Without knowing the details of the conversation that you had with him, my opinion (semi-professional, I work at one of those hotlines) is that he’s in no immediate danger of trying again, however his feelings of insanity and the fact that he’s tried before make it an increased chance that he may try again. (note, this doesn’t mean that he WILL, but the possibility is there).

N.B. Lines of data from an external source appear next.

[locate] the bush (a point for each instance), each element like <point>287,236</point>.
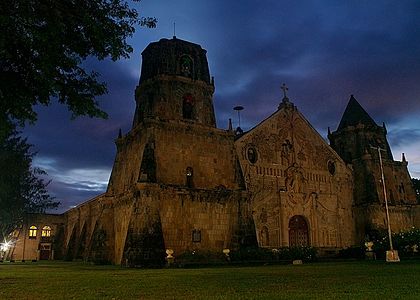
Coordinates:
<point>357,252</point>
<point>286,253</point>
<point>407,242</point>
<point>199,256</point>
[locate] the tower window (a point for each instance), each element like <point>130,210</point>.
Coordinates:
<point>252,155</point>
<point>32,232</point>
<point>331,167</point>
<point>188,107</point>
<point>196,236</point>
<point>189,175</point>
<point>186,66</point>
<point>46,231</point>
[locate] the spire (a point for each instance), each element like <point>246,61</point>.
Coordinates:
<point>355,114</point>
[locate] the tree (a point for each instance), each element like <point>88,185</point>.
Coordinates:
<point>21,189</point>
<point>416,185</point>
<point>42,46</point>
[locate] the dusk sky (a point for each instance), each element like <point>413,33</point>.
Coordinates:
<point>323,50</point>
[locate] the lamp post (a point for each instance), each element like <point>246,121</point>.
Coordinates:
<point>391,254</point>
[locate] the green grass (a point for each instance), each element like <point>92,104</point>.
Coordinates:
<point>340,280</point>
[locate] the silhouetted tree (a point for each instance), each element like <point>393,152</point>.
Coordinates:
<point>21,189</point>
<point>43,44</point>
<point>416,185</point>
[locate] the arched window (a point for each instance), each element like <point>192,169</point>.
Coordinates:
<point>188,106</point>
<point>189,175</point>
<point>46,231</point>
<point>32,232</point>
<point>186,66</point>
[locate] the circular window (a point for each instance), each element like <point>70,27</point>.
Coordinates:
<point>331,167</point>
<point>252,155</point>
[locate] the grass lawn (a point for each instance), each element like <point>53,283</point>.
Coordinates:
<point>337,280</point>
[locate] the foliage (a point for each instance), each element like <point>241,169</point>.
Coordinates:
<point>416,185</point>
<point>43,45</point>
<point>21,188</point>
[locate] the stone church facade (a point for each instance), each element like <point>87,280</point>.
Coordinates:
<point>180,183</point>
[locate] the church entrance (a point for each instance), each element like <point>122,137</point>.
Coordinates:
<point>298,232</point>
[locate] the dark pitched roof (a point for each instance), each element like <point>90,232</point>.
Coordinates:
<point>355,114</point>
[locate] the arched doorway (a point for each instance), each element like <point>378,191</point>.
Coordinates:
<point>298,232</point>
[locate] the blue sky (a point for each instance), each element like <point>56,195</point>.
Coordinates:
<point>323,50</point>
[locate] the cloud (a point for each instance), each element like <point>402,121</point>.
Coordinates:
<point>323,50</point>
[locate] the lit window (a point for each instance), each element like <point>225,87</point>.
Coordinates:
<point>46,231</point>
<point>196,236</point>
<point>32,232</point>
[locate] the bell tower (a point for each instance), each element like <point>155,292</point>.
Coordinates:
<point>175,84</point>
<point>357,140</point>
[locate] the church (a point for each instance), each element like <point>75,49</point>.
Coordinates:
<point>178,182</point>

Be there for him. I wouldn’t say that you need to rush out there to him… he may see this as over-reacting - after all, it was a few weeks ago. But if he wants you there, go. There’s no harm in asking him. If he wants to talk, let him talk. If he doesn’t want to talk about something, don’t force the issue. If you feel that he wants to talk but is keeping silent, try things like “I feel that there’s something bothering you”. If he refuses, don’t get upset at him. Just remind him that you’re there for whenever he needs you.

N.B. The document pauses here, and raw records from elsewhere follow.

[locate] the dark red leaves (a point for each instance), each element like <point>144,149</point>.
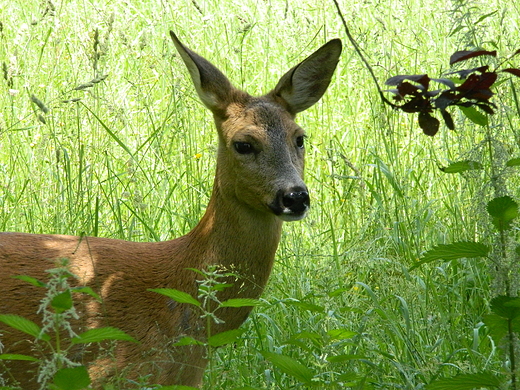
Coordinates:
<point>473,91</point>
<point>465,55</point>
<point>513,71</point>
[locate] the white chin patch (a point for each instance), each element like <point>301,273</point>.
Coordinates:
<point>289,216</point>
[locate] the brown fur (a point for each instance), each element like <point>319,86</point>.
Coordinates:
<point>240,231</point>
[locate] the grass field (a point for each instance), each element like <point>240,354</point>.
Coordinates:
<point>121,147</point>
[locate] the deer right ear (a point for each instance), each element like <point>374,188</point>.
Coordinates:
<point>213,88</point>
<point>305,84</point>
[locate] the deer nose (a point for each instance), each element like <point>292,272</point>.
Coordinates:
<point>296,201</point>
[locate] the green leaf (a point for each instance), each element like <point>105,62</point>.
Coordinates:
<point>62,302</point>
<point>176,295</point>
<point>455,251</point>
<point>468,382</point>
<point>497,325</point>
<point>306,306</point>
<point>224,338</point>
<point>24,325</point>
<point>502,210</point>
<point>240,302</point>
<point>462,166</point>
<point>187,341</point>
<point>72,378</point>
<point>514,162</point>
<point>474,115</point>
<point>341,334</point>
<point>290,367</point>
<point>31,280</point>
<point>13,356</point>
<point>102,334</point>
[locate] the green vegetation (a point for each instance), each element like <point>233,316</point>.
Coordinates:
<point>101,133</point>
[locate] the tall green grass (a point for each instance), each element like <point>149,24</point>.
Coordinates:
<point>132,157</point>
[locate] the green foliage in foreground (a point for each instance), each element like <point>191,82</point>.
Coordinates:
<point>101,134</point>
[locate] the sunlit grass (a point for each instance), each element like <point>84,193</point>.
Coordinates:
<point>133,158</point>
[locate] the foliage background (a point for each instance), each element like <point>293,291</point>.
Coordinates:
<point>132,156</point>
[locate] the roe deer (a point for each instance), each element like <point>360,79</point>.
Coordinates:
<point>258,184</point>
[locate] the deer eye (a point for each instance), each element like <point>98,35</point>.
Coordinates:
<point>300,141</point>
<point>244,147</point>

Also, check out his feelings of “insanity”. Do this asap, and professionally. It might be his way of describing severe depression, or it might be something more.
Also, if you feel that he’s getting suicidal again. ASK HIM: “Are you planning to try to kill yourself?”. Asking someone doesn’t put an idea into their head. Usually it’s just the opposite. it allows them to talk about it. Suicide and suicidal feelings are taboo subjects in our society, and some people feel that they can’t talk about their feelings. if you break the taboo first, it gives them permission to talk about it with you.
This has been a very long post. I hope you’ve got something out of it.
Thank you all for your support. I will be calling him when I finish this post. I tried him last night, but he works late, so I think he put a full day in at work, which is a good diversional tactic, I think. If he doesn’t have to work today, I’ll get together with him and we can just have some good mom/son time.
He doesn’t go to school. He’s 24 and he has a roommate (other than the girl who left him). I will also try to talk to him and see if he can offer additional insight.
Thank you all again. I’ll post here again to let you know how things are working out. You are all wonderful.
I’m not sure if a diversionary tactic is the best thing. It’s a band-aid. As someone who has been both suicidal and severely depressed, I know that the last thing I wanted to do is to admit it to my parents. I felt helpless, and if I couldn’t fix me, how could they? It was to help them from feeling helpless.
That said, he called you. And told you. At the risk of sounding redoundant, get to him. Hold his hand. Tell him that one day he’ll wake up, and he’ll realise that the sun is shining. And maybe the world isn’t a horrible place. Maybe there is a place for sun shine and babies laughing. It may not be tomorrow or next month, but it will come. And it will come faster if he gets a doctor and a therapist. Get on a bus, Gus. Take a taxi.
And when you go see him, which he was unconciously begging you to do, bring with you the contract that Cyn talked about. It doesn’t have to complicated, but it will remind him that his actions effect you deeply. I don’t want to scare you, but the majority of people who sucessfully kill themselves experiment with it. Good luck.